Kabbala und der Sinn des Lebens - Michael Laitmans persönlicher Blog

Wahre Gleichheit

Die Forderung nach Gleichberechtigung steigt nur von Generation zu Generation. Die Lösung dieses sozialen Unbehagens scheint das Rezept zu sein, um Diskriminierung und Ungerechtigkeiten zu verhindern, die in unserer Zeit so häufig vorkommen. Was muss also geschehen, damit wir in Frieden miteinander leben können?

Gleichheit ist ein trügerischer Begriff, denn von Natur aus sind wir alle unterschiedlich.
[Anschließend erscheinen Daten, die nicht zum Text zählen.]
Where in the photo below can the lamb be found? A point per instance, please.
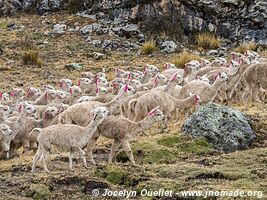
(65, 84)
(170, 87)
(121, 130)
(124, 105)
(68, 137)
(84, 83)
(5, 110)
(167, 103)
(47, 97)
(149, 72)
(33, 94)
(206, 91)
(6, 135)
(77, 113)
(16, 124)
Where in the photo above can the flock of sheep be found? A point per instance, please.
(72, 117)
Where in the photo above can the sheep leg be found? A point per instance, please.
(43, 159)
(71, 155)
(90, 148)
(26, 146)
(115, 147)
(83, 156)
(36, 158)
(126, 147)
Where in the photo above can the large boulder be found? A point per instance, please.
(225, 128)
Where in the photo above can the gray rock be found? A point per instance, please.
(234, 2)
(94, 28)
(168, 47)
(73, 66)
(225, 128)
(59, 28)
(213, 53)
(128, 30)
(49, 5)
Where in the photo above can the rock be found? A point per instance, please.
(94, 28)
(59, 28)
(49, 5)
(213, 53)
(128, 30)
(234, 2)
(13, 26)
(225, 128)
(98, 56)
(73, 66)
(168, 47)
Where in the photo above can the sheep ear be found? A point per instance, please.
(125, 89)
(152, 112)
(174, 76)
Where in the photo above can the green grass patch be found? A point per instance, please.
(3, 25)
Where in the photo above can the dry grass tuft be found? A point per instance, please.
(149, 47)
(184, 58)
(208, 40)
(31, 58)
(246, 46)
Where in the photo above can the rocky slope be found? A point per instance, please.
(236, 20)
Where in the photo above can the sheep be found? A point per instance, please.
(124, 105)
(4, 96)
(157, 80)
(206, 91)
(121, 130)
(16, 124)
(149, 72)
(89, 75)
(47, 97)
(68, 137)
(6, 135)
(17, 93)
(40, 109)
(170, 66)
(65, 84)
(33, 94)
(168, 104)
(83, 83)
(77, 113)
(5, 110)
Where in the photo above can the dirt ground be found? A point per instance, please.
(170, 160)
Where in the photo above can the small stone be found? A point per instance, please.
(73, 66)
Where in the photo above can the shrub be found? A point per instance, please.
(246, 46)
(184, 58)
(31, 58)
(208, 40)
(149, 47)
(168, 24)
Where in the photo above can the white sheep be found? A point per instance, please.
(121, 130)
(67, 137)
(6, 135)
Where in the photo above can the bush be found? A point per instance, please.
(149, 47)
(31, 58)
(184, 58)
(246, 46)
(208, 40)
(168, 25)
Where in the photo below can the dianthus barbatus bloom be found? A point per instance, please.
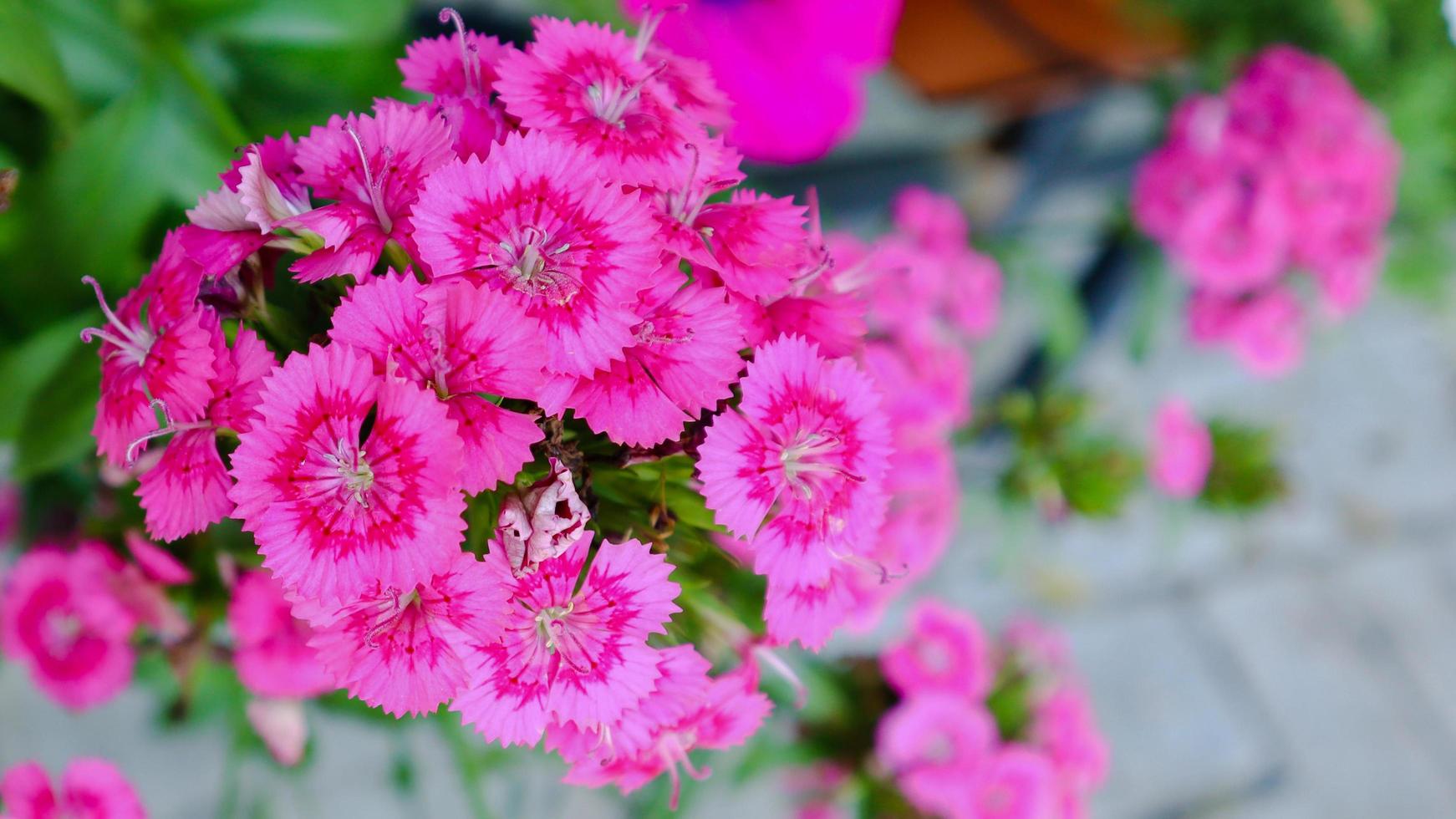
(590, 88)
(934, 745)
(536, 221)
(90, 789)
(688, 710)
(1181, 450)
(571, 656)
(335, 508)
(60, 618)
(155, 345)
(542, 521)
(751, 47)
(944, 650)
(186, 489)
(807, 451)
(373, 168)
(270, 644)
(685, 361)
(457, 339)
(405, 650)
(459, 72)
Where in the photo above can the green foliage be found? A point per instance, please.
(115, 117)
(1398, 53)
(1059, 463)
(1245, 475)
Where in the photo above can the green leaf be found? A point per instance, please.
(25, 369)
(56, 425)
(29, 64)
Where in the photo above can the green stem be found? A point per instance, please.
(466, 764)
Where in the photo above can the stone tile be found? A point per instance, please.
(1350, 745)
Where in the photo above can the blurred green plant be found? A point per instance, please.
(1401, 57)
(114, 117)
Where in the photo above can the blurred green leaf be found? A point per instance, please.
(29, 64)
(31, 364)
Jeder hat seine eigenen Bedürfnisse und Eigenheiten, so dass die Erwartung, gleich behandelt zu werden wie jemand anderes, durchaus problematisch ist. Schließlich kennen wir in der Regel die Bedürfnisse der anderen Person nicht und selbst wenn wir die Absicht haben, uns in die Lage eines anderen hineinzuversetzen, wird es uns schwer fallen, dies zu erreichen, da unsere eigenen Bedürfnisse für uns immer Priorität haben.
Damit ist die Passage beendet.